Homework Assignment #2

Homework Assignment #2
Due at midnight on Friday, 10/13

Part 1

For this part of the homework, you are to implement an ID3-like decision-tree learner for classification.

Your program should read files that are in the ARFF format. In this format, each instance is described on a single line. The feature values are separated by commas, and the last value on each line is the class label of the instance. Each ARFF file starts with a header section describing the features and the class labels. Lines starting with '%' are comments. See the link above for a brief, but more detailed description of the ARFF format. Your program should handle numeric and nominal attributes, and simple ARFF files (i.e. don't worry about sparse ARFF files and instance weights). Example ARFF files are provided below.

Your program can assume that (i) the class attribute is binary, (ii) it is named 'class', and (iii) it is the last attribute listed in the header section.

Your program should implement a decision-learner according to the following guidelines:

Candidate splits for nominal features should have one branch per value of the nominal feature. The branches should be ordered according to the order of the feature values listed in the ARFF file.
Candidate splits for numeric features should use thresholds that are midpoints betweeen values in the given set of instances. The left branch of such a split should represent values that are less than or equal to the threshold.
Splits should be chosen using information gain. If there is a tie between two features in their information gain, you should break the tie in favor of the feature listed first in the header section of the ARFF file. If there is a tie between two different thresholds for a numeric feature, you should break the tie in favor of the smaller threshold.
The stopping criteria (for making a node into a leaf) are that (i) all of the training instances reaching the node belong to the same class, or (ii) there are fewer than m training instances reaching the node, where m is provided as input to the program, or (iii) no feature has positive information gain, or (iv) there are no more remaining candidate splits at the node.
If the classes of the training instances reaching a leaf are equally represented, the leaf should predict the most common class of instances reaching the parent node.
If the number of training instances that reach a leaf node is 0, the leaf should predict the most common class of instances reaching the parent node.

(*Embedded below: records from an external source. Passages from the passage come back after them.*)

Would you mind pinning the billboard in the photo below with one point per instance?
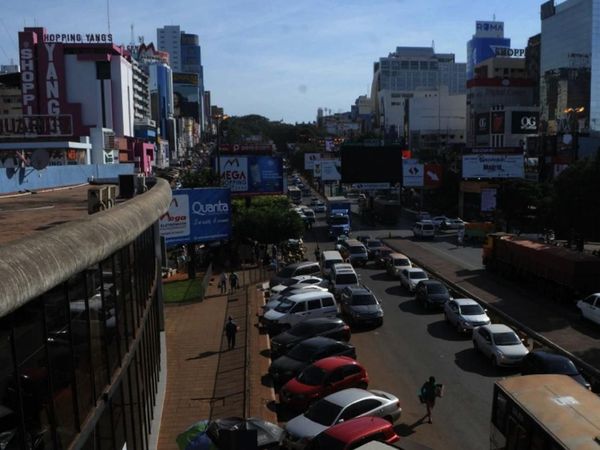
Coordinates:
(412, 173)
(252, 174)
(364, 164)
(197, 215)
(493, 166)
(524, 122)
(309, 160)
(331, 169)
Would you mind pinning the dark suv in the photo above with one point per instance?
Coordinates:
(361, 306)
(432, 294)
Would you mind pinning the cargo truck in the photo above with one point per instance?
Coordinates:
(339, 213)
(558, 272)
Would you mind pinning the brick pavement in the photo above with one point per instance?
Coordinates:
(204, 379)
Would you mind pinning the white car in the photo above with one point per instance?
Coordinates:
(338, 407)
(465, 314)
(500, 344)
(410, 277)
(590, 307)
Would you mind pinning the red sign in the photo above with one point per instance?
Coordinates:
(433, 175)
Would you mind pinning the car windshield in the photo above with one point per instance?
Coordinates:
(506, 338)
(418, 275)
(312, 376)
(437, 289)
(346, 278)
(471, 310)
(284, 306)
(302, 352)
(323, 412)
(363, 300)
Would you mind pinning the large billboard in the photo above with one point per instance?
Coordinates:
(364, 164)
(252, 174)
(197, 215)
(493, 166)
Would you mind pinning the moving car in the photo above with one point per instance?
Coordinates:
(540, 362)
(323, 377)
(465, 314)
(306, 352)
(432, 294)
(335, 408)
(500, 344)
(331, 327)
(410, 277)
(351, 434)
(360, 306)
(590, 307)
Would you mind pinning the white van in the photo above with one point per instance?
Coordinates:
(424, 229)
(342, 275)
(299, 307)
(328, 259)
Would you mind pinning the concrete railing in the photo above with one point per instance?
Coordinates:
(32, 266)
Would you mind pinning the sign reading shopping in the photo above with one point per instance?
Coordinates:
(493, 166)
(252, 174)
(197, 215)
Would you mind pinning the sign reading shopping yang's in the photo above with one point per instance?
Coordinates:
(197, 215)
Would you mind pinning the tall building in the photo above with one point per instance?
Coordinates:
(397, 76)
(488, 37)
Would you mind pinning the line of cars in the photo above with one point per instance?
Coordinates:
(314, 367)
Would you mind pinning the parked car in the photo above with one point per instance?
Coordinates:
(432, 294)
(331, 327)
(590, 307)
(323, 377)
(465, 314)
(353, 433)
(499, 343)
(373, 247)
(360, 306)
(540, 362)
(410, 277)
(306, 352)
(335, 408)
(396, 263)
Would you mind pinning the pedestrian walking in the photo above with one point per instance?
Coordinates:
(429, 391)
(233, 281)
(223, 283)
(231, 329)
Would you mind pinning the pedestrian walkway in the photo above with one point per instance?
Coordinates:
(204, 379)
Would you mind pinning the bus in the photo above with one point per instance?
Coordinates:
(295, 194)
(544, 412)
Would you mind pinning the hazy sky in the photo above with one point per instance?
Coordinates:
(279, 58)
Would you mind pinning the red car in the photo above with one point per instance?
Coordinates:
(323, 377)
(354, 433)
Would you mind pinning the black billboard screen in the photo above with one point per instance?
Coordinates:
(363, 164)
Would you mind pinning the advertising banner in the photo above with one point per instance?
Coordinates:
(331, 169)
(309, 160)
(412, 173)
(197, 215)
(493, 166)
(488, 199)
(252, 174)
(524, 122)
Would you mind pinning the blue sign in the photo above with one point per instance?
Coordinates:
(197, 215)
(252, 174)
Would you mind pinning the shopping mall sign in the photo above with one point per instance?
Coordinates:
(197, 215)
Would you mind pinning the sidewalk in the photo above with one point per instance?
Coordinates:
(204, 379)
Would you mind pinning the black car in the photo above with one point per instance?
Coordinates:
(361, 306)
(432, 294)
(305, 353)
(540, 362)
(333, 328)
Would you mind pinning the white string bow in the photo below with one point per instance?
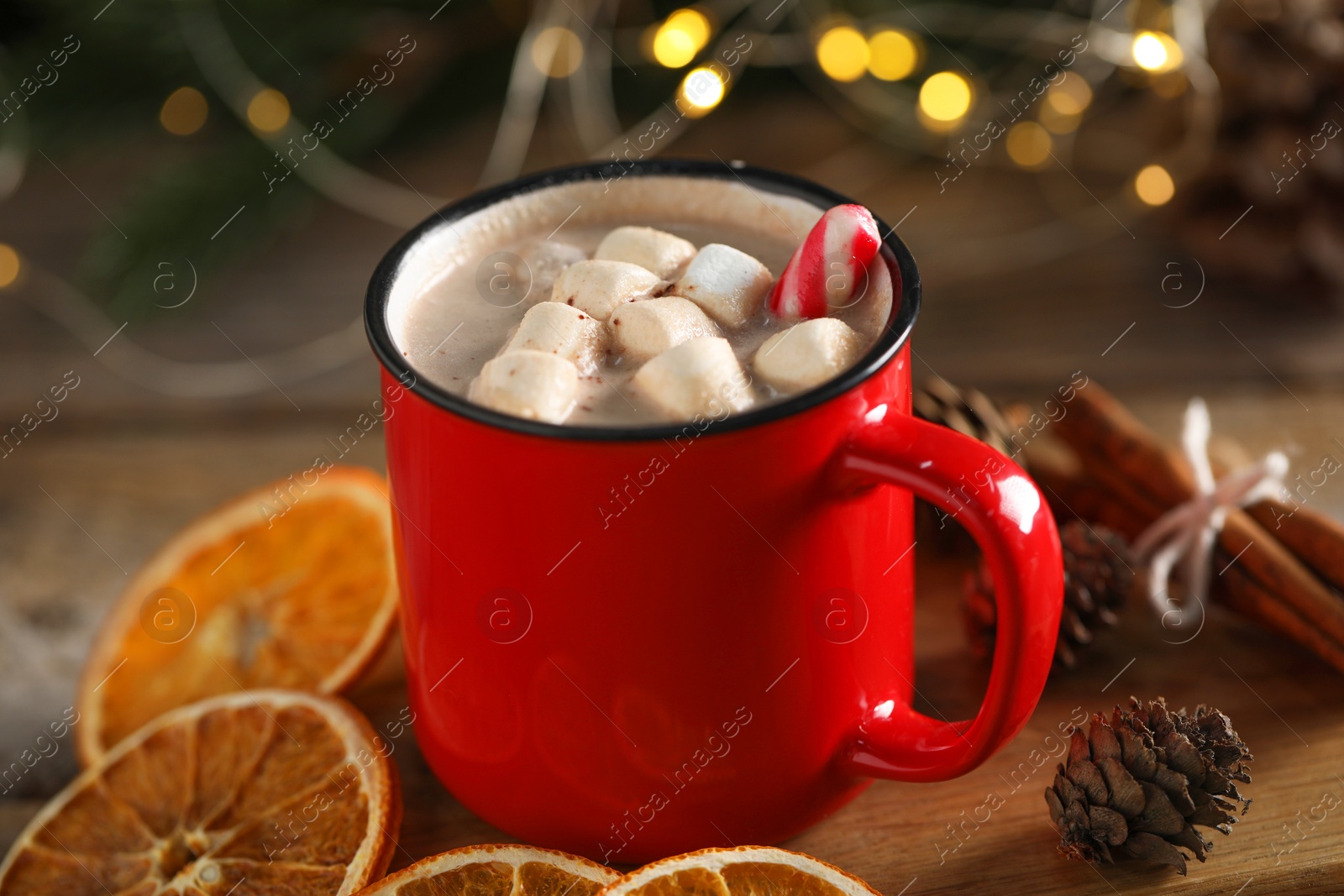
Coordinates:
(1187, 532)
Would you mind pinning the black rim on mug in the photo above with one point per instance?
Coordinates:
(893, 338)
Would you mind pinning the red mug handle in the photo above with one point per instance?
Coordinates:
(1003, 510)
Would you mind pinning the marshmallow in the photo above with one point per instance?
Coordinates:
(726, 282)
(701, 376)
(598, 286)
(806, 354)
(561, 329)
(830, 266)
(544, 259)
(654, 325)
(659, 251)
(528, 383)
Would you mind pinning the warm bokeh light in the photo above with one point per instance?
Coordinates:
(1168, 85)
(702, 90)
(1070, 97)
(1028, 144)
(843, 54)
(8, 265)
(1156, 51)
(557, 53)
(1155, 186)
(680, 38)
(893, 54)
(1057, 123)
(268, 110)
(183, 112)
(945, 97)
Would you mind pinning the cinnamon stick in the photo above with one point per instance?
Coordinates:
(1140, 469)
(1247, 597)
(1099, 426)
(1315, 537)
(1276, 570)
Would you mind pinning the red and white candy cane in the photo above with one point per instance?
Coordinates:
(824, 270)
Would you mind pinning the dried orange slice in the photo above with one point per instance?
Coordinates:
(272, 792)
(743, 871)
(503, 869)
(289, 586)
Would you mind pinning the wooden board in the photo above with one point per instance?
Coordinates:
(911, 840)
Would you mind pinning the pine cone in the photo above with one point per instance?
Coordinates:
(1280, 66)
(1136, 786)
(1097, 580)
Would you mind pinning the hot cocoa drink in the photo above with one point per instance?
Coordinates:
(642, 302)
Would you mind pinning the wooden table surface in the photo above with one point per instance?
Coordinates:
(916, 840)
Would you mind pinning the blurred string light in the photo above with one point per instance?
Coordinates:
(8, 265)
(557, 51)
(893, 54)
(1156, 51)
(945, 98)
(268, 110)
(185, 112)
(1028, 145)
(843, 54)
(1155, 186)
(701, 92)
(1065, 103)
(680, 38)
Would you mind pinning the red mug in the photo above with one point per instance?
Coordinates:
(633, 642)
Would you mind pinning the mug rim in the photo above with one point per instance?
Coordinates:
(894, 335)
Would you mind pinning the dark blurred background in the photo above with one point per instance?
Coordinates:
(194, 195)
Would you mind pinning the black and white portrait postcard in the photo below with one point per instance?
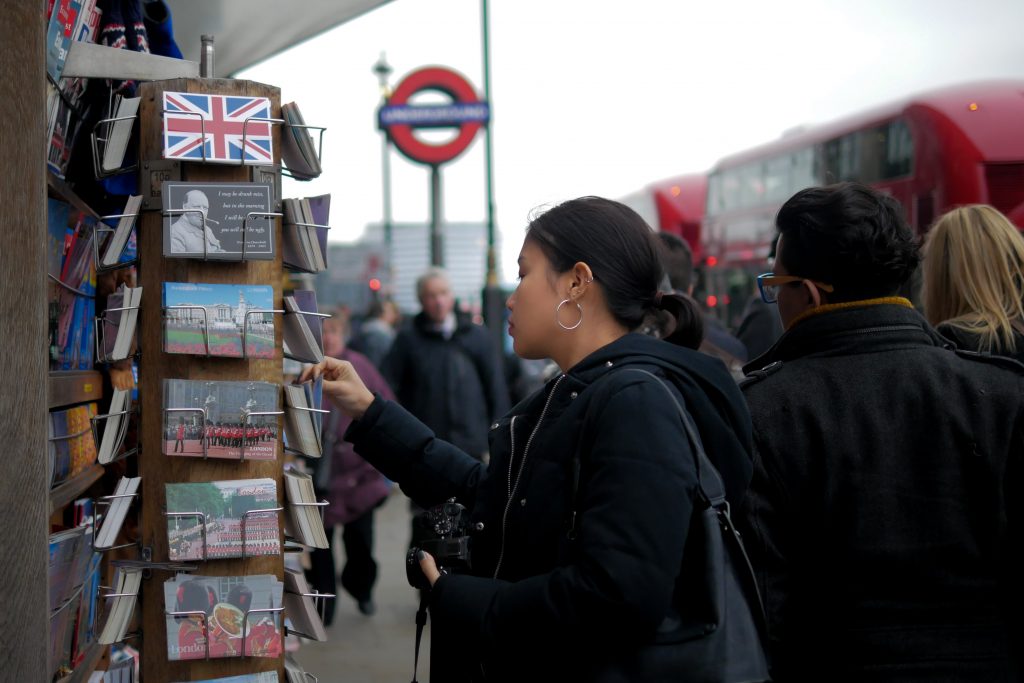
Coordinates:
(209, 220)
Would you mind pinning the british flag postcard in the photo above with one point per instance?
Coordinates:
(223, 129)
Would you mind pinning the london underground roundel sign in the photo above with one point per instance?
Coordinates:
(466, 112)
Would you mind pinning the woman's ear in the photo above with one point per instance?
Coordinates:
(813, 297)
(582, 278)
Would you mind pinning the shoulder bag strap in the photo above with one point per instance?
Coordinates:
(712, 489)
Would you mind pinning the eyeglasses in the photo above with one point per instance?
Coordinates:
(768, 284)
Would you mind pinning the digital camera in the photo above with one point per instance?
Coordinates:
(439, 530)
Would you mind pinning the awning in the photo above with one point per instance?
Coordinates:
(250, 31)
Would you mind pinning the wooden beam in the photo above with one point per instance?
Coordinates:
(156, 468)
(24, 482)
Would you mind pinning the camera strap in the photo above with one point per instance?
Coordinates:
(421, 621)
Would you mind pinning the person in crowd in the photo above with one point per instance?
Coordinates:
(881, 517)
(974, 281)
(354, 492)
(445, 370)
(571, 579)
(677, 258)
(760, 326)
(377, 332)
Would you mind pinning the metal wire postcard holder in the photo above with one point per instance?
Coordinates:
(201, 411)
(95, 138)
(246, 324)
(314, 226)
(131, 410)
(100, 322)
(309, 313)
(102, 227)
(245, 426)
(263, 610)
(170, 213)
(206, 325)
(68, 437)
(245, 134)
(296, 452)
(111, 596)
(145, 568)
(77, 593)
(73, 290)
(320, 601)
(322, 505)
(320, 148)
(201, 516)
(108, 501)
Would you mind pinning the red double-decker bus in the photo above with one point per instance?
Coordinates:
(674, 205)
(963, 144)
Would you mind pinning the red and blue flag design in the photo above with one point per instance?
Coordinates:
(217, 128)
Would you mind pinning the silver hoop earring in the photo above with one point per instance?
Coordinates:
(558, 321)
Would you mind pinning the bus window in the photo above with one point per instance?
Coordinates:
(881, 153)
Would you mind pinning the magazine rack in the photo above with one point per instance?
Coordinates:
(155, 468)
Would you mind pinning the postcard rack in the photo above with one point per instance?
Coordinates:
(99, 144)
(102, 228)
(254, 364)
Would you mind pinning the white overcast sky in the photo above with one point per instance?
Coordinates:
(604, 96)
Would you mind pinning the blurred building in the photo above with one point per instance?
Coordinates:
(359, 269)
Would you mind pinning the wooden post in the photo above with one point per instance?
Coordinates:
(24, 482)
(156, 468)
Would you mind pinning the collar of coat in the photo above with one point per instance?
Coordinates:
(828, 307)
(849, 328)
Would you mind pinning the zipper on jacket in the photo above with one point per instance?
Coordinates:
(513, 485)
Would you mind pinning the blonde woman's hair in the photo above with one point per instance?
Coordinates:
(974, 275)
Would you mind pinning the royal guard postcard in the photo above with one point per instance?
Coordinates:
(223, 616)
(230, 420)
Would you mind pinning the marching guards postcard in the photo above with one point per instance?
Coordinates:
(209, 220)
(207, 419)
(225, 516)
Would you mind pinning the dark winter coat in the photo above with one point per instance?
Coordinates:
(883, 518)
(561, 609)
(456, 386)
(356, 486)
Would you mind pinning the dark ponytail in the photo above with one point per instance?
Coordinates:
(622, 252)
(677, 319)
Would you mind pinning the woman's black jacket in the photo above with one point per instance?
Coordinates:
(591, 600)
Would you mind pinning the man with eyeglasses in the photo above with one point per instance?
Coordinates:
(882, 518)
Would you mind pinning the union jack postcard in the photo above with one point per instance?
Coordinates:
(224, 129)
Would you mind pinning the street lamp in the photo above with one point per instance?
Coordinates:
(383, 71)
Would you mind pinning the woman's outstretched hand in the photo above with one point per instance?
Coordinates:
(342, 385)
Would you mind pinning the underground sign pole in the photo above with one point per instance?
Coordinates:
(466, 113)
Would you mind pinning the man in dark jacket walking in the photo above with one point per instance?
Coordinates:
(881, 517)
(445, 371)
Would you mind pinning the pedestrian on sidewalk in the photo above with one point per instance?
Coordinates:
(974, 281)
(883, 515)
(354, 491)
(580, 524)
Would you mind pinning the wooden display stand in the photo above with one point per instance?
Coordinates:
(155, 366)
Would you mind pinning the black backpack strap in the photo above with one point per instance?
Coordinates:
(421, 621)
(711, 487)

Your program should be callable from the command line. It should be named dt-learn and should accept three command-line arguments as follows:

dt-learn
<train-set-file> <test-set-file> m

If you are using a language that is not compiled to machine code (e.g. Java), then you should make a small script called dt-learn that accepts the command-line arguments and invokes the appropriate source-code program and interpreter.

Here are examples of such scripts.

As output, your program should print the tree learned from the training set and its predictions for the test-set instances. For each instance in the test set, your program should print one line of output with spaces separating the fields. Each output line should list the predicted class label, and actual class label. This should be followed by a line listing the number of correctly classified test instances, and the total number of instances in the test set.

Here are the trees and test-set classifications that your code should produce when given heart_train.arff as the training set and heart_test.arff as the test set.

Here are the trees and test-set classifications that your code should produce when given diabetes_train.arff as the training set diabetes_test.arff as the test set .

It is optional to print the number of training instances of each class after each node.

Part 2

For this part, you will plot learning curves that characterize the predictive accuracy of your learned trees as a function of the training set size. You will do this in two problem domains. The first data set involves predicting the presence or absence of heart disease. For this problem domain, you should use heart_train.arff as your training set and heart_test.arff as your test set. The second data set involves predicting whether a patient has diabetes or not. For this problem domain, you should use diabetes_train.arff as your training set and diabetes_test.arff as your test set.

You should plot points for training set sizes that represent 5%, 10%, 20%, 50% and 100% of the instances in each given training file. For each training-set size (except the largest one), randomly draw 10 different training sets and evaluate each resulting decision tree model on the test set. For each training set size, plot the average test-set accuracy and the minimum and maximum test-set accuracy. Be sure to label the axes of your plots. Set the stopping criterion m=4 for these experiments.

Part 3

For this part, you will investigate how predictive accuracy varies as a function of tree size. For both of the data sets considered in Part 2, you should learn trees using the entire training set. Plot curves showing how test-set accuracy varies with the value m used in the stopping criteria. Show points for m = 2, 5, 10 and 20. Be sure to label the axes of your plots.

Submitting Your Work

You should turn in your work electronically using the Canvas course management system. Turn in all source files and your runnable program as well as a file called hw2.pdf that shows your work for Parts 2 and 3. All files should be compressed as one zip file named <Wisc username>_hw2.zip. Upload this zip file as Homework #2 at the course Canvas site.